A classical field $A^\mu$ transforms in some finite-dimensional representation $\pi: V \to V$ of some symmetry group $G$ (e.g. the Lorentz group) as $(\pi(g)\phi)^\mu = \pi(g)^\mu_\nu \phi^\nu$.

In quantum physics, this symmetry group gets represented on a Hilbert space as $U: H \to H$. Since the components of the quantum field are promoted to operators, they transform like all operators do under this transformation: $A^\mu \mapsto U^\dagger(g)A^\mu U(g)$.

Eq. (5) is a condition that "quantization" commutes with "apply $G$", i.e. the result of doing the transformation on the classical field and then interpreting it as an operator is the same as transforming the field operators themselves.

If you want to state rigorously in which space eq. (5) holds, then this is simply the tensor product $V\otimes \mathcal{O}(H)$, where $\mathcal{O}(H)$ is some suitable space of operators on $H$ that contains the quantized $\phi^\mu$.

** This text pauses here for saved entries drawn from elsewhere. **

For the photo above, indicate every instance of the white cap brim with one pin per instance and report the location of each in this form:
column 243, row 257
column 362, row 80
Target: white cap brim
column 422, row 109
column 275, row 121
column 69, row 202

The situation you describe exactly arises when representing a finite dimensional real Lie group $G$ with a strongly continuous representation (finite or infinite dimensional) $$G\ni g \mapsto U_g\:.\tag{1}$$ In this case one focus on the natural representation the group has on its Lie algebra: $$L_g : \mathfrak{g} \to \mathfrak{g}$$ defined fruom the requirement $$g e^{t s} g^{-1} = e^{tL_gs}$$ (taking the derivative for $t=0$ of both sides).

The representation $G\ni g \mapsto L_g$ is finite dimensional since the Lie algebra is finite dimensional, thus it is constructed by matrices. $$L_g s_k = \sum_r A_k^r(g) s_r$$ for every basis $s_1,\ldots, s_n$ of the Lie algebra $\mathfrak{g}$.

From known theorems on strongly continuous unitary representations, the unitary operators in (1) can be written, in a neighborhood of the identity, $$U_g = \exp(-i \sum_r a^k S_k)$$ where all linear combinations of the operators $S_k$ generally defined in an infinite dimensional Hilbert space where (1) exists, are essentially self adjoint on a common invariant (also for the representation $U$) dense domain and the map $dU: s_k \mapsto -iS_k$ induces a Lie algebra representation on that space. This domain is known as the Garding domain (another similar domain is that discovered by Nelson).

$S_k$ is here the generator, in the sense of the Stone theorem, of the one parameter group $U_{e^{ts_k}}$.

It is now easy to prove that $$U_g S_k U_g^{-1} = \sum_r A_k^r(g) S_r$$ is true on the said domain.

What you call operator valued elements are nothing but the elements in the image of a Lie algebra representation $dU$ of the Lie algebra $\mathfrak{g}$ induced by a strongly continuos unitary representation of the Lie group $G$.